GRANTS PASS, Ore. — Grants Pass firefighters honored fallen 9-11 first responders by doing a Memorial Walk today.

Normally, local firefighters gather at the Rogue Valley Manor to honor 9/11 first responders who paid the ultimate price 20 years ago.

Due to COVID-19, this year’s event was canceled.

Instead, Rural Metro Fire Department, Grants Pass Fire-Rescue, Josephine County Sheriff’s Office, Grants Pass Police, and even some dispatchers decided to do a Memorial Walk at Allen Dale Elementary School.

“Having the opportunity to be here together as a group to memorialize them and think about what may have been on their mind that day… determining their game plan to evacuate people out of those two buildings is somewhat unfathomable,” said Lieutenant Mitchell Kuntz.
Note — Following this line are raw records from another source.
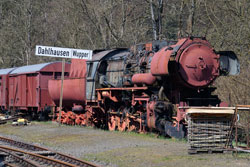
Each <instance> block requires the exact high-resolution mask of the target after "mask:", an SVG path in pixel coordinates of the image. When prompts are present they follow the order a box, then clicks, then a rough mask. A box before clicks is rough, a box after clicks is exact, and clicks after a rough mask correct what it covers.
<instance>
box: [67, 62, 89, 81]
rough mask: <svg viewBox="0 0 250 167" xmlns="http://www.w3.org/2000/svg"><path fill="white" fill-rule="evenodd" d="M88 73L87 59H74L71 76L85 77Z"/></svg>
mask: <svg viewBox="0 0 250 167" xmlns="http://www.w3.org/2000/svg"><path fill="white" fill-rule="evenodd" d="M86 74H87V64H86V60H78V59H72V60H71V66H70V73H69V77H70V78H83V77H86Z"/></svg>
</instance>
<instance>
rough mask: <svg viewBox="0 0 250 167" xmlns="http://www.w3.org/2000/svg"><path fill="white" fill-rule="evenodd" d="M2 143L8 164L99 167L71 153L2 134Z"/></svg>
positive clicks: (6, 164)
mask: <svg viewBox="0 0 250 167" xmlns="http://www.w3.org/2000/svg"><path fill="white" fill-rule="evenodd" d="M0 143H3V144H4V145H3V144H0V152H2V153H5V154H6V157H8V158H5V159H7V161H6V160H5V161H4V164H5V165H6V166H32V167H33V166H39V167H40V166H63V167H77V166H83V167H97V165H95V164H92V163H90V162H87V161H83V160H80V159H77V158H74V157H71V156H69V155H65V154H62V153H58V152H55V151H52V150H49V149H47V148H43V147H40V146H36V145H32V144H27V143H24V142H20V141H16V140H12V139H9V138H6V137H2V136H0ZM12 162H13V163H12ZM16 164H17V165H16Z"/></svg>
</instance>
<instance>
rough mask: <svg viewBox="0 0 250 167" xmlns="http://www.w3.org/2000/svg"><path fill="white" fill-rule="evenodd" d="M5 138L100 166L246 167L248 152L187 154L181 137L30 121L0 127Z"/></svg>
mask: <svg viewBox="0 0 250 167" xmlns="http://www.w3.org/2000/svg"><path fill="white" fill-rule="evenodd" d="M0 134H1V135H2V136H5V137H10V138H14V139H18V140H21V141H24V142H29V143H33V144H37V145H41V146H43V147H47V148H49V149H52V150H55V151H58V152H62V153H66V154H70V155H73V156H75V157H77V158H79V159H84V160H88V161H90V162H93V163H96V164H98V165H101V166H112V167H116V166H117V167H118V166H119V167H120V166H122V167H123V166H124V167H125V166H191V167H193V166H249V160H248V159H249V158H250V156H249V155H250V154H244V155H239V156H237V157H235V156H232V154H198V155H188V153H187V152H188V151H187V149H188V144H187V143H186V141H184V140H181V141H179V140H174V139H164V138H161V137H160V138H157V137H156V135H145V134H136V133H126V132H116V131H115V132H109V131H104V130H100V129H94V128H90V127H78V126H65V125H62V126H60V127H59V126H58V124H56V123H54V122H32V124H31V125H29V126H11V125H10V124H5V125H1V126H0Z"/></svg>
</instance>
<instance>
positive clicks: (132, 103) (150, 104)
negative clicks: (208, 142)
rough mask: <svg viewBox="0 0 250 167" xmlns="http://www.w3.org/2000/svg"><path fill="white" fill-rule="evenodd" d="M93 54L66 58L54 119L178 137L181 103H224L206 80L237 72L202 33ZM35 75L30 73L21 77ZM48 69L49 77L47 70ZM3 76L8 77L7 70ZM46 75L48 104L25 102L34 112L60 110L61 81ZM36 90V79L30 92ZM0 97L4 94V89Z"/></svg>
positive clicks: (221, 53)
Kuntz works with Rural Metro and has been in the fire service for 12 years.

He still remembers watching the tragedy unfold with his father, who is also a firefighter. “Watching the events of 9/11 occur with him on the news, was something that I still carry with me until this day.”
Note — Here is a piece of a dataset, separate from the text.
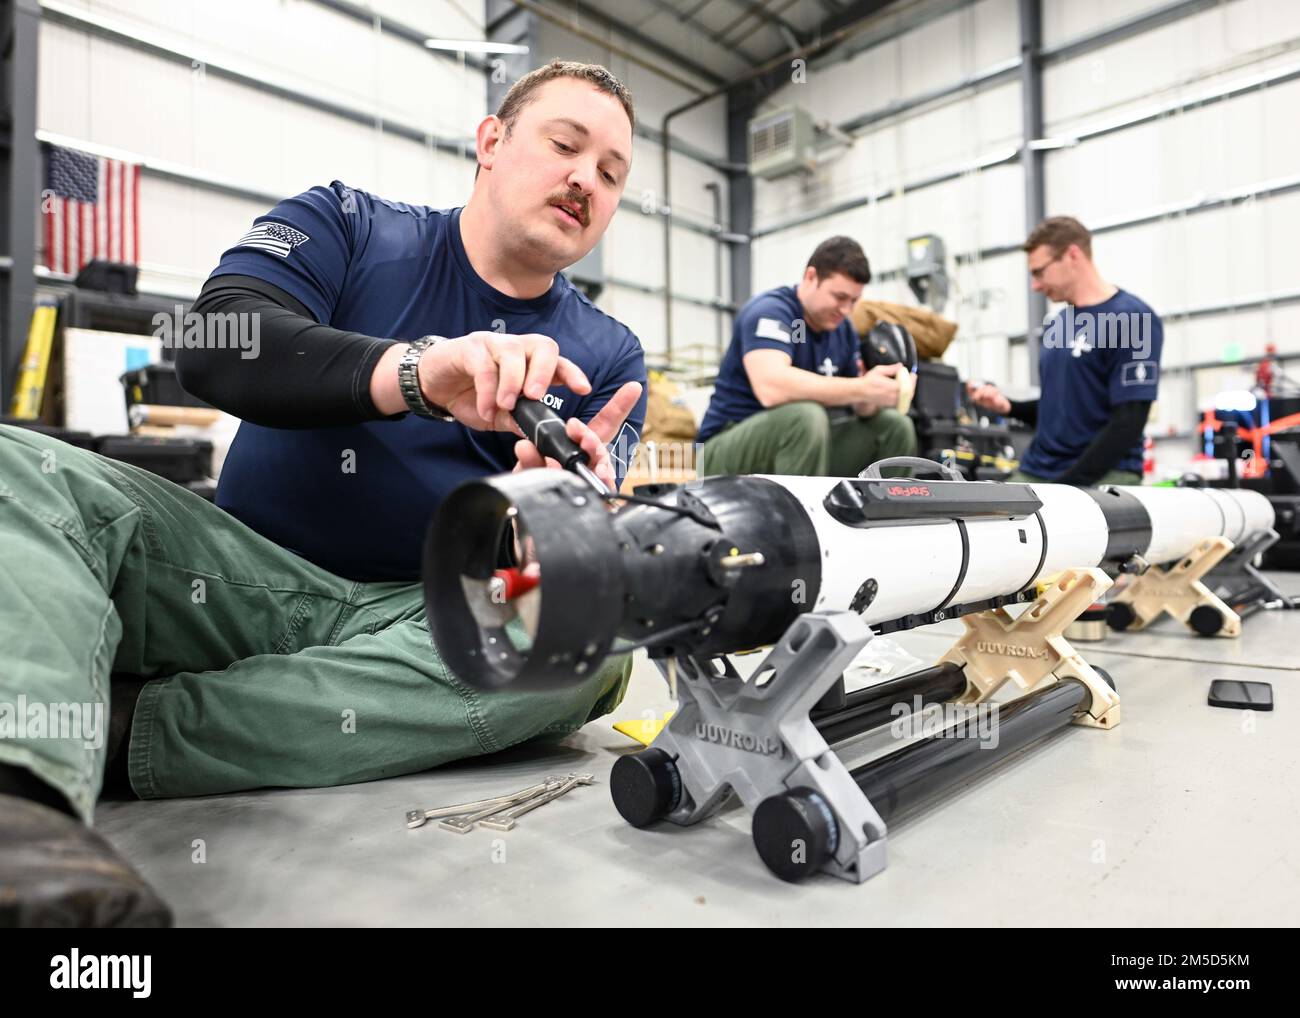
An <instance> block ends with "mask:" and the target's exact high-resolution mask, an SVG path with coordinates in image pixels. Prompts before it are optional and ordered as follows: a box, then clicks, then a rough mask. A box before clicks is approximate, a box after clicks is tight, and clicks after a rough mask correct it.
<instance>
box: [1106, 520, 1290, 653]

Rural Metro Division Chief, Austin Prince, says the hour-long walk is meant to recognize the 73-minutes between the first plane that hit the World Trade Center and the eventual collapse of the first building.

“We have certain types of fire activities that we never want to do, we’re kind of lucky we don’t have to do some of those and a lot that come with the big city obligations — which includes high-rise fires,” he said.

Prince says he remembers going to work at the fire station when the first plane struck the World Trade Center in 2001.

He says the terrorist attack gave a lot of firefighters perspective on what they would have done if they’d been in a similar situation.

“Any firefighter out here, in the United States, or even the world, would have never second-guessed doing what those guys did.”

Prince says if the pandemic sticks around, he and his crew will continue to honor 9-11 first responders at the track each year.